Saat aku bangun, sudah jam 17.00 WIB, itu berarti aku tidur dua jam. Ternyata aku masih di ruang operasi. Aku  hanya diam, tidak berkata apapun. Diam dan melihat ke atas. Tepat di lampu operasi itu. Pinggiran lampu operasi itu berbahan aluminium. Dari aluminium itulah aku melihat apa yang mereka lakukan. Subhanallah, itu perutku. Mereka sedang bekerja menyelamatkan hidupku

Aku melihat perutku dibedah, mungkin sudah hamper selesai operasi ini. Aku terus melihat dalam diam dan istighfar. Sampai akhirnya perawat mengetahui kalau aku telah bangun.

“Rizza sudah bangun. Syukurlah usus buntu kamu belum pecah. Tubuh kamu kuat sekali ya rupanya.  Ini operasinya sudah selesai, tinggal dijahit. Berani melihat usus buntu yang sudah dipotong?”

“Berani Dok, mana?”

Suster menunjukkan padaku potongan usus buntu itu. Dengan sumpit suster itu menunjukkan usus buntuku. Ada warna hitam dan merah darah disana. Masyaallah.

“Rizza, dalam kondisi normal, seharusnya usus buntu  manusia itu sebesar selang infus ini, tapi lihat punyamu. Ini sudah sejempol. Kalau saja tidak dioperasi segera pasti akan pecah” 

Pukul 17.30 WIB aku keluar dari ruang operasi 4. Dibawa ke sebuah ruangan  yang disitu sudah banyak pasien pasca operasi yang lain. Ada yang tertidur dengan selang di lehernya ada pula yang masih belum sadar. Aku tak operasi sendirian hari ini

Dokter Andre menghampiri, “Bagaimana Rizza, tidak sakit kan? Pusing tidak? Mual?”

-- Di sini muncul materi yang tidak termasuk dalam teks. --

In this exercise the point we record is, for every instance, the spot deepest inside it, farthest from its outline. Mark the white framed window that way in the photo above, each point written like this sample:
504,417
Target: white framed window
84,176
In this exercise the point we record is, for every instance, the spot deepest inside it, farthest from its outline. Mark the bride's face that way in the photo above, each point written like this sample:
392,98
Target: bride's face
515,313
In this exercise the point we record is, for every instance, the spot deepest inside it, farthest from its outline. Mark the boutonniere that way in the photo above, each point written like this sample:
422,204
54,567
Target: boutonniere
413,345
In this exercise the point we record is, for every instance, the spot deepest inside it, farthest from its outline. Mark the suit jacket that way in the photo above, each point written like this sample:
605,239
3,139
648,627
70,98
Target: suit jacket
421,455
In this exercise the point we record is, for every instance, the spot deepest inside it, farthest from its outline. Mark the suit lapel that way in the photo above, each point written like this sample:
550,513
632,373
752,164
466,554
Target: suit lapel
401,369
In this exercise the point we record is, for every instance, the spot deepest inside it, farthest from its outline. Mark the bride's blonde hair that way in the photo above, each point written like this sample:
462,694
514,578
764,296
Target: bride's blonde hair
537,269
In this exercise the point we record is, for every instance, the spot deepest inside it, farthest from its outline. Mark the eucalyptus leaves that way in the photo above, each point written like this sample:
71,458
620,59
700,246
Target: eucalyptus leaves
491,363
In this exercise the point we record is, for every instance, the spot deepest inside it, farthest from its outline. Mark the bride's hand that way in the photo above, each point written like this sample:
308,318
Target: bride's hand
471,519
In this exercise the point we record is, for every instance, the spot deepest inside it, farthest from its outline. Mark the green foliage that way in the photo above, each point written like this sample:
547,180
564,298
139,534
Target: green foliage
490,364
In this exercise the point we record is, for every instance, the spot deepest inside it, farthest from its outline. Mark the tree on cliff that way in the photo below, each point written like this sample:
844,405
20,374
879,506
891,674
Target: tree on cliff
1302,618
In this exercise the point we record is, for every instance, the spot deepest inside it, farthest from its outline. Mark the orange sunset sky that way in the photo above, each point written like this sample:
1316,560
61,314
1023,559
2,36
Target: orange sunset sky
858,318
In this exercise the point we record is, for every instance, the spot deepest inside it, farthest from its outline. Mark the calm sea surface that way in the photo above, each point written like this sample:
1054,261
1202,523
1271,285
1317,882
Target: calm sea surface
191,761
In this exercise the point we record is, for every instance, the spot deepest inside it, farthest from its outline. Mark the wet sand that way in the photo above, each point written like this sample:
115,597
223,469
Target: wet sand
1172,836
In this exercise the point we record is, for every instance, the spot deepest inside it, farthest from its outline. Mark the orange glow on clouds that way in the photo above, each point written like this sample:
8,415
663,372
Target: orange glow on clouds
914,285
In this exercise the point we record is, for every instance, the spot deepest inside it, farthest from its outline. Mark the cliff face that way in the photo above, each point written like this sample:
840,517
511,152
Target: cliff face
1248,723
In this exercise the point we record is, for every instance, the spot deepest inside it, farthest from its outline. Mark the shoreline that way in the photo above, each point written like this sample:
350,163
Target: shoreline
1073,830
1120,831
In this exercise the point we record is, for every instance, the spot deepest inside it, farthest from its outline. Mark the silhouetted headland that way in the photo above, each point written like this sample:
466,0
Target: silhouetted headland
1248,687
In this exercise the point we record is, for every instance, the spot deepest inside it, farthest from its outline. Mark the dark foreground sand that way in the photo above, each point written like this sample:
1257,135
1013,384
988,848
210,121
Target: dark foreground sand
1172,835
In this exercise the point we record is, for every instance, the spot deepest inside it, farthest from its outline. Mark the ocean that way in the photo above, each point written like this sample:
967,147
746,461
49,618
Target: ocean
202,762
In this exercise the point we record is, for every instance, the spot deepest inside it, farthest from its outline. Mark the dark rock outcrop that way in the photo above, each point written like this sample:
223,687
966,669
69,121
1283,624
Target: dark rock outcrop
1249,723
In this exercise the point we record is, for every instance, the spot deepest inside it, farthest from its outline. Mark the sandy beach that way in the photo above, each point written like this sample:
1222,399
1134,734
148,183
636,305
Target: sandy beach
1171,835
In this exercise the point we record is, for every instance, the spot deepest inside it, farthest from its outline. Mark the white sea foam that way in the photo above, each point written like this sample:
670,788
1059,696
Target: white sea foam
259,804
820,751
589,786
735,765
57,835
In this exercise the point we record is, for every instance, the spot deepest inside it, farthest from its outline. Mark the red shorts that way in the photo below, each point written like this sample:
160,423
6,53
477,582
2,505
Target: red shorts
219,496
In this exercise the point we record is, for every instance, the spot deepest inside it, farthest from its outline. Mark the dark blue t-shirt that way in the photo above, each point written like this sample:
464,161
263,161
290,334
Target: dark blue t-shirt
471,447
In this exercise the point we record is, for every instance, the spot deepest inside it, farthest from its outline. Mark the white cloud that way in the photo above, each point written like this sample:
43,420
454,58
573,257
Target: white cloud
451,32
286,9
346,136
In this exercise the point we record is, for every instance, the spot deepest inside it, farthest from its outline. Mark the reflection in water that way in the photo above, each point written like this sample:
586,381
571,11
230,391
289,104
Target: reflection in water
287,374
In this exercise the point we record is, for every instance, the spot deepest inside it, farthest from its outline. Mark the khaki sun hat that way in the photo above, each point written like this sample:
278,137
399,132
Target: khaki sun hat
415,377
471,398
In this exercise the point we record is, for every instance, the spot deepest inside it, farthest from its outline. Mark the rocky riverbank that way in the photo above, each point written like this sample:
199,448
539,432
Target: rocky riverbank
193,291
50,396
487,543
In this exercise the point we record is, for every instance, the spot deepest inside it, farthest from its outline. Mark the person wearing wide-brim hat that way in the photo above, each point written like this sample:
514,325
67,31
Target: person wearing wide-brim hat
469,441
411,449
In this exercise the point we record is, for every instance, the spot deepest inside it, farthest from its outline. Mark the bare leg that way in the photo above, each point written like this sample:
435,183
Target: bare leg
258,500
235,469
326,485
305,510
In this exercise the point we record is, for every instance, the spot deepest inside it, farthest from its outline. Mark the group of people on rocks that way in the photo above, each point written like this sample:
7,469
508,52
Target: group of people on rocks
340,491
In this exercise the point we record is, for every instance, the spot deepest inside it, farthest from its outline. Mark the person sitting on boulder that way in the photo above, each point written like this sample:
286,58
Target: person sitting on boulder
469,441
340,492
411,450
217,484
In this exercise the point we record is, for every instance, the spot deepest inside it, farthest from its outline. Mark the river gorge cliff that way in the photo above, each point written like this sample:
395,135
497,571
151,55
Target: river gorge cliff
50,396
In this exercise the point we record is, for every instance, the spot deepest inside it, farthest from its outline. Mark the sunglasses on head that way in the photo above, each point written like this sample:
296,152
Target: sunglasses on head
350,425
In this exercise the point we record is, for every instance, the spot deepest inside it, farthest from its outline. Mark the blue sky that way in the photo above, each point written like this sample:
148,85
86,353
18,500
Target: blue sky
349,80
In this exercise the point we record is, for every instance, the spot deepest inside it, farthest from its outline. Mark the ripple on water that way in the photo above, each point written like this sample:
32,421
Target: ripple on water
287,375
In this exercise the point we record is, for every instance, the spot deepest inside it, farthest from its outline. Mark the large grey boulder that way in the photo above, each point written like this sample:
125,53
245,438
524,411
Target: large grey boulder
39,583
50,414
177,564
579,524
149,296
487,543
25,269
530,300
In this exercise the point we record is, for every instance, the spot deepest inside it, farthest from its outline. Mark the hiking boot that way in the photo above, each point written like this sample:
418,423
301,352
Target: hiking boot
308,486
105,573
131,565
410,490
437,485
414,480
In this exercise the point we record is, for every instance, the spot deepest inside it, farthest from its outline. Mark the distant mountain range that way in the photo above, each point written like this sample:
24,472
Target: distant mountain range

“Tidak Dok, saya hanya agak mengantuk”

“Ya sudah, kamu tidur dulu, nanti suster akan membawamu kembali ke kamarmu”

Pukul 18.00. Aku merasa ranjangku bergerak. Rupanya aku di dorong keluar dari ruang operasi. Disana sudah ada Budhe Yam, Pakpuh Rofik, dan Faisal. Ketika aku keluar, merekalangsung berdiri menghampiriku.

“Piye nduk, loro pora, opo sing dirasakne?” itu pertanyaan mereka. Faisal tak berkata apa-apa. Ia hanya menatapku dalam-dalam. Hey, tak pernah aku melihat adikku satu ini seperti itu. Apakah ia tak tega melihatku?